Job Title: AWS Cloud Platform Engineer
Location: Woodland Hills, CA (Onsite)
Job Overview
We are seeking an experienced AWS Cloud Platform Engineer to support enterprise cloud infrastructure and operations. The ideal candidate will be responsible for designing, provisioning, monitoring, and optimizing AWS-based infrastructure, ensuring high availability, security, and scalability of cloud environments.
This role involves platform engineering, infrastructure automation, cloud monitoring, incident management, and cost optimization while collaborating with DevOps, security, and development teams to maintain reliable and efficient cloud operations.
Key Responsibilities
Platform Engineering
- Provision, configure, and support application infrastructure in AWS cloud environments.
- Build and maintain OS Golden Images for standardized cloud deployments.
- Ensure reliability, stability, and recoverability of enterprise cloud infrastructure.
- Perform capacity planning to optimize server and application performance.

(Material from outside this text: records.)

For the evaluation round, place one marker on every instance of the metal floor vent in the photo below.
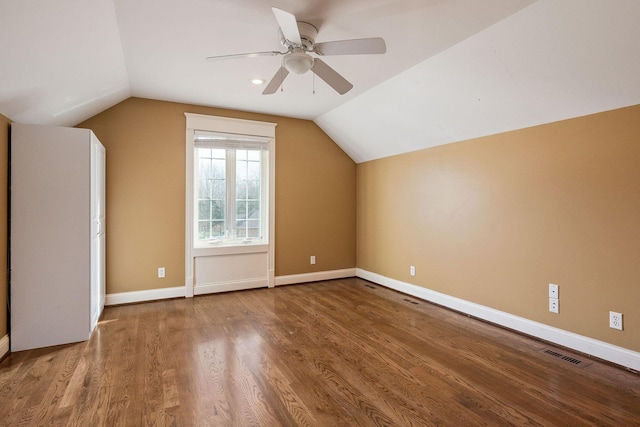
(563, 357)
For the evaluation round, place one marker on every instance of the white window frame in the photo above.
(231, 143)
(225, 125)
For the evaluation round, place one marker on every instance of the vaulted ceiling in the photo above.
(454, 69)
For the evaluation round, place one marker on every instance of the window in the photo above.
(229, 189)
(229, 203)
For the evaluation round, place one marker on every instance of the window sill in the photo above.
(230, 249)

- Manage server storage, shared storage environments, and resource allocation.
- Perform hardware/software upgrades, OS patching, and system updates.
- Validate and implement firewall policies and security configurations.

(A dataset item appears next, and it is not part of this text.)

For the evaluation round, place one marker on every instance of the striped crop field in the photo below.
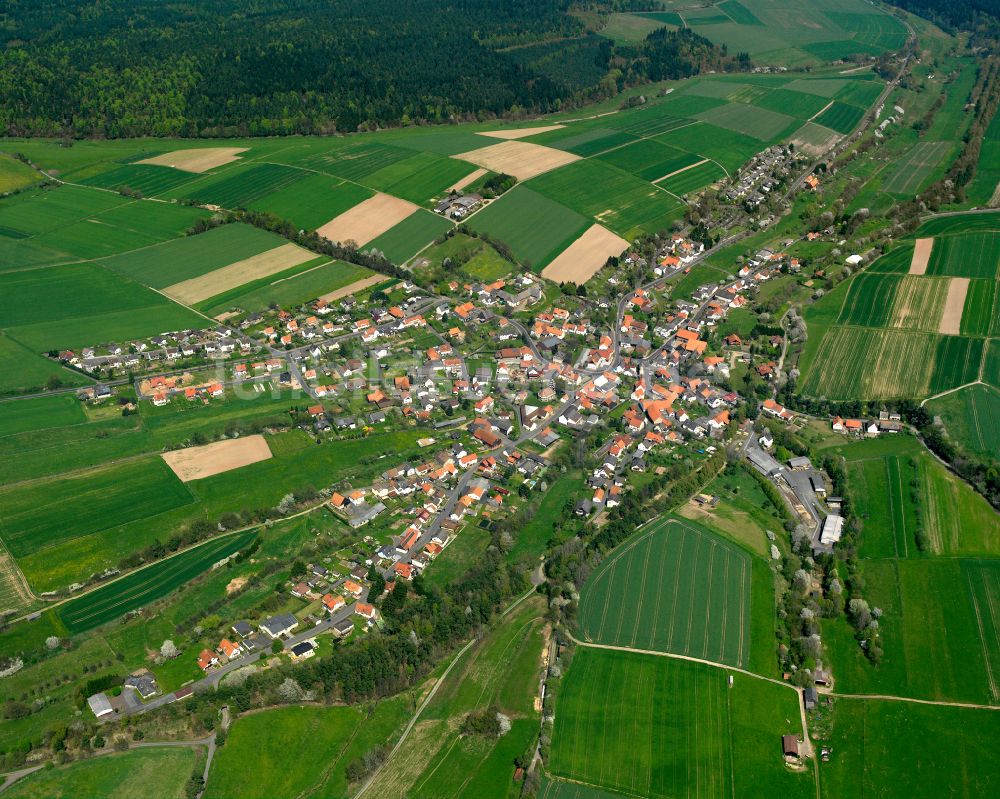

- Manage backup and restoration processes with automated reporting.
- Implement Infrastructure as Code (IaC) using Terraform and GitHub.
Cloud Operations
- Monitor cloud infrastructure health, availability, and performance across virtual machines, databases, containers, load balancers, and networks.
- Configure monitoring tools such as AWS CloudWatch, Dynatrace, or enterprise monitoring platforms.
- Implement alerting mechanisms to proactively identify and respond to system anomalies.
- Analyze logs, metrics, and system traces to identify performance issues.
Incident Management & Troubleshooting
- Act as the first line of support for cloud-related incidents.
- Troubleshoot infrastructure, networking, and application issues.
- Participate in on-call rotations for 24/7 support of critical systems.
- Conduct root cause analysis (RCA) and post-incident reviews (PIR) to prevent recurring issues.
Infrastructure Management
- Manage provisioning, deprovisioning, and scaling of AWS cloud resources.
- Perform routine maintenance tasks including patching, upgrades, and backups.
- Maintain consistent cloud configurations using Terraform-based infrastructure automation.
- Optimize infrastructure performance and resource utilization.
Automation & DevOps
- Develop automation scripts using Python, Bash, or PowerShell.
- Automate infrastructure provisioning and deployment workflows using Terraform and CI/CD pipelines.
- Integrate automation with DevOps pipelines for efficient deployments.
Security & Compliance
- Implement cloud security best practices including IAM, encryption, and network security groups.
- Monitor and respond to security vulnerabilities and threats.
- Ensure compliance with enterprise security policies and industry standards.
Cost Optimization (FinOps)
- Monitor and analyze AWS cloud spending to identify optimization opportunities.
- Implement cost-saving strategies such as resource rightsizing, reserved instances, and eliminating idle resources.
- Generate cost analysis reports and recommendations for management.
Cloud Governance
- Define and enforce cloud governance policies and standards.
- Maintain documentation, operational runbooks, and best practices for cloud infrastructure.
Collaboration
- Work closely with DevOps engineers, cloud architects, developers, and security teams.
- Communicate system status, incidents, and operational updates to both technical and non-technical stakeholders.
- Participate in cross-functional planning and infrastructure strategy discussions.
Required Skills & Qualifications
- 10+ years of experience in Cloud Infrastructure Engineering or Cloud Operations.
- Strong expertise in AWS Cloud Platform services.
- Hands-on experience with Infrastructure as Code (IaC) using Terraform and GitHub.
- Experience with DevOps practices and CI/CD pipelines.
- Strong understanding of cloud security principles and compliance standards.
- Experience with cloud monitoring tools such as AWS CloudWatch, Dynatrace, or enterprise monitoring platforms.
- Proficiency in scripting languages such as Python, Bash, or PowerShell.
- Strong experience with cloud performance monitoring, logging, and cost optimization.
- Excellent problem-solving, troubleshooting, and communication skills.
Preferred Skills
- Experience with multi-cloud environments (AWS, Azure, or GCP).
- Exposure to container platforms such as Docker or Kubernetes.
- Knowledge of enterprise cloud governance and FinOps practices.